NDTV decided to join a group of volunteers who are taking along ration and other essentials to villages that haven't received them.
After trekking down for a good 20 minutes, we come across a wobbly, temporary bridge on a very noisy Alaknanda river.
This bridge is the only way to Relgaon. Since June 16, there is no power supply there and the only way to get across to their side is this makeshift arrangement. The bridge here was washed away and this village has been completely cut off.
As the volunteers cross the 'bridge', some women from the village quickly walk down to the river bank. They are completely dependent on relief teams like these to make sure they don't starve. They say they are grateful that complete strangers have in some way looked out for them.
Government help came once on June 17, but not enough to sustain for more than a few days.
One resident tells us that only those villages that are close to roads are getting supplies. Villages like Relgaon, that have lost their road connectivity, are losing out on relief material, in spite of many trucks making their way to the nearest towns.
"I want to make sure no village in this area has to go without essentials," says Urmila Bahuguna, a local panchayat member, who arranged for a truck with supplies to take to villages that have so far been neglected.
By the government's own admission, it is falling short of reaching its people.
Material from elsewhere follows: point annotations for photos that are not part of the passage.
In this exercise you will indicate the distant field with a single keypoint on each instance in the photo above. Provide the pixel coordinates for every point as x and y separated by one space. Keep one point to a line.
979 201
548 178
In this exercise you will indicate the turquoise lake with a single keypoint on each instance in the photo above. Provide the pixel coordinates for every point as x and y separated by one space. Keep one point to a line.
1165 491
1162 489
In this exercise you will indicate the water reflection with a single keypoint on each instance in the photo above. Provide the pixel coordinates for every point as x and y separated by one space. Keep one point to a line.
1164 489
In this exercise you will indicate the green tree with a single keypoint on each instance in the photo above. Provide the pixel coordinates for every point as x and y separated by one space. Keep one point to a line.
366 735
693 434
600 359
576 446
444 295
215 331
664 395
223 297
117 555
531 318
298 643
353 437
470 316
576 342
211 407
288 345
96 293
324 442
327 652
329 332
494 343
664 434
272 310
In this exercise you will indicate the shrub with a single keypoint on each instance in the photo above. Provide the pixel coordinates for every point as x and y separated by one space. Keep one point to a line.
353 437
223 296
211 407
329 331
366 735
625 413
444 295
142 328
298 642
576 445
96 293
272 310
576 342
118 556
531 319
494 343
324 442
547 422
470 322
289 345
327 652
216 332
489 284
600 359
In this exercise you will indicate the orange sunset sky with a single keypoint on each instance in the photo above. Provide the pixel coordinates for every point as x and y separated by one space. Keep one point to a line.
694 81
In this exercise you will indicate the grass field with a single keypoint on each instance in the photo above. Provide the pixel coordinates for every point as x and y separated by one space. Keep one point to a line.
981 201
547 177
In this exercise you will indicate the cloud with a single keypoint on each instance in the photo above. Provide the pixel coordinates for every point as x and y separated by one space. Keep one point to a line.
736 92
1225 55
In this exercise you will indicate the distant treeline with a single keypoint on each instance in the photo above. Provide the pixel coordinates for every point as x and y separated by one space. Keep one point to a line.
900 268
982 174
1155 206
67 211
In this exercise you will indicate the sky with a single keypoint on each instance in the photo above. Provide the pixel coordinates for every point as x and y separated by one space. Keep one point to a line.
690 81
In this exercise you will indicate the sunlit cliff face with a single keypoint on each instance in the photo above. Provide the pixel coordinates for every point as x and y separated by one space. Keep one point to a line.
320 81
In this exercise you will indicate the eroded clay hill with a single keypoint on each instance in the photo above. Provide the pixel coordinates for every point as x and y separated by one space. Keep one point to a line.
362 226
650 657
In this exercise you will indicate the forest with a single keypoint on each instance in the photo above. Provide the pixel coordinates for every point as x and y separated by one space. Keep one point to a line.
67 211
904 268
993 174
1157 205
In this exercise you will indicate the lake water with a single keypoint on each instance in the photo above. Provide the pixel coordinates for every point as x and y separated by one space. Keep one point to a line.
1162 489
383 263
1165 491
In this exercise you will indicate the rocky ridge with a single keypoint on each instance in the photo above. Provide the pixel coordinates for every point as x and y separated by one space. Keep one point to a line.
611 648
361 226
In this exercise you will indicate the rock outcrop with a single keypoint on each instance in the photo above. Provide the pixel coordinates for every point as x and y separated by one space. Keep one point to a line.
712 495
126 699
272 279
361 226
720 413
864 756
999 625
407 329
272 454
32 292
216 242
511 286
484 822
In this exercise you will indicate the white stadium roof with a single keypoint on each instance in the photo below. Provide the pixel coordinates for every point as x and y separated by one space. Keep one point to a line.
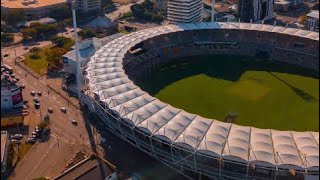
269 148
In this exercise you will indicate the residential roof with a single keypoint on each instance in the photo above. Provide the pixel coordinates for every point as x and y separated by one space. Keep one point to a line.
7 84
18 4
314 14
88 169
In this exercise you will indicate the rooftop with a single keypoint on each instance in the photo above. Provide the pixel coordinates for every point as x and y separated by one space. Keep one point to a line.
28 4
46 20
3 143
93 167
7 84
314 14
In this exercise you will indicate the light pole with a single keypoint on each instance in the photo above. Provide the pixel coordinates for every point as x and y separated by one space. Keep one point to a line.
78 74
212 12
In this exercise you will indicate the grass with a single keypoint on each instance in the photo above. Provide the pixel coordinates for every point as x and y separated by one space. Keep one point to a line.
39 65
264 95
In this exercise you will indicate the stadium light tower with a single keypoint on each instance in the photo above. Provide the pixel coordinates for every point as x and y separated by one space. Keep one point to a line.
212 11
78 74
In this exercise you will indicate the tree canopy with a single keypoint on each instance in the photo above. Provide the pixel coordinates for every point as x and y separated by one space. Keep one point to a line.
13 17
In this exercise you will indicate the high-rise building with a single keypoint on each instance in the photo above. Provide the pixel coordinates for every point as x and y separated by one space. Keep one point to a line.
312 23
255 10
184 11
162 5
88 5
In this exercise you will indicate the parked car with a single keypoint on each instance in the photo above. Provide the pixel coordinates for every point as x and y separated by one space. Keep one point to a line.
74 122
31 140
36 100
16 136
63 109
37 105
33 93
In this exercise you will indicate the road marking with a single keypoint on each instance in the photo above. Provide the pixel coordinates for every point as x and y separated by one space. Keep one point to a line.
45 155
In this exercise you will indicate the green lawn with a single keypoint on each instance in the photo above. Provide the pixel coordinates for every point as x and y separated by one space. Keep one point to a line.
264 95
39 65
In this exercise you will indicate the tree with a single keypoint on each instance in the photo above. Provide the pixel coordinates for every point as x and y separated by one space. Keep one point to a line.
61 13
7 37
29 33
13 17
60 41
87 33
54 58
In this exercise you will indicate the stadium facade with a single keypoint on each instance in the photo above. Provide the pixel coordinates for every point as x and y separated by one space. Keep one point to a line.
187 141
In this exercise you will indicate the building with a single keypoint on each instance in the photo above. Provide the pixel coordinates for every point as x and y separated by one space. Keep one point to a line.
46 20
282 5
312 23
11 103
88 5
162 5
87 48
184 11
32 8
256 10
186 141
4 150
90 168
102 24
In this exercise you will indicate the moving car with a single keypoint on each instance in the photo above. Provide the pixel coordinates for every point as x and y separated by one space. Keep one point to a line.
63 109
39 93
74 122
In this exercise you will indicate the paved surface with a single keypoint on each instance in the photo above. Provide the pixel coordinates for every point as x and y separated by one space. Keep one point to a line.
49 156
122 9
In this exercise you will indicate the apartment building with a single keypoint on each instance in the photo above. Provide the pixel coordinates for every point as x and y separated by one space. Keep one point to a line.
184 11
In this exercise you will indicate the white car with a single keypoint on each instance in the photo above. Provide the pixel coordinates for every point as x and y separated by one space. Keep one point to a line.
63 109
73 121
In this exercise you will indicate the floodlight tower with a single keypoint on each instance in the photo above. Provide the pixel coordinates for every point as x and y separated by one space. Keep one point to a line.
212 11
78 74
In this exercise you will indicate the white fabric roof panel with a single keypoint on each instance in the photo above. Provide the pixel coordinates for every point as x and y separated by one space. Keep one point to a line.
176 125
194 133
237 145
307 146
124 97
215 138
264 147
110 92
146 111
135 103
261 150
287 154
157 120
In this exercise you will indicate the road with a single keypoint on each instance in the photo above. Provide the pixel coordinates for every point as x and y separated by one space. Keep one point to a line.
122 9
49 158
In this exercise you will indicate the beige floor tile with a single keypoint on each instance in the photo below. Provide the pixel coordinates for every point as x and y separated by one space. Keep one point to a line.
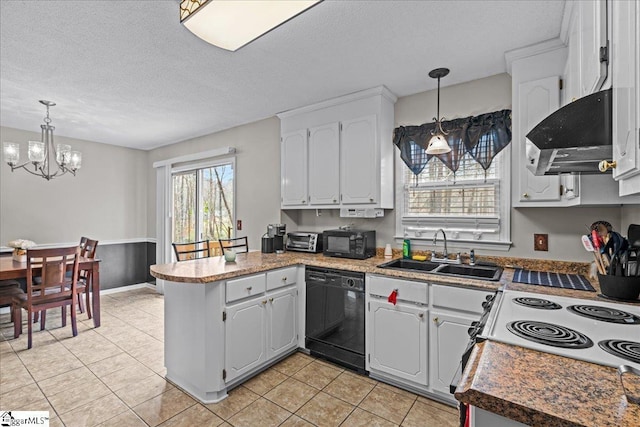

And volunteers and locals alike are, in their own way, making sure help reaches as many people as possible.
Shachi Kaul of the Uday Foundation said, "the most important thing is to make sure people get the ration they need. We are focusing on dry ration and also putting in some essentials like tooth paste, brush, blankets, etc. There are many villages where government help has not reached. Our attempt is to reach out to those who haven't got any help so far. So our volunteers have travelled to some of these remote villages and they are in urgent need of supplies and help."
Harsh Bhaya, a businessman from Gujarat, who is also volunteering to supply relief, has been to some of these far flung villages and is moved by what he has seen. "This is the first time I've volunteered. After all the devastation I saw on TV, I just wanted to help in any way I could."
It's almost three weeks since the devastation in Uttarakhand, and with the challenging terrain and weather continuing to play spoilsport, every effort, no matter how big or small, adds up.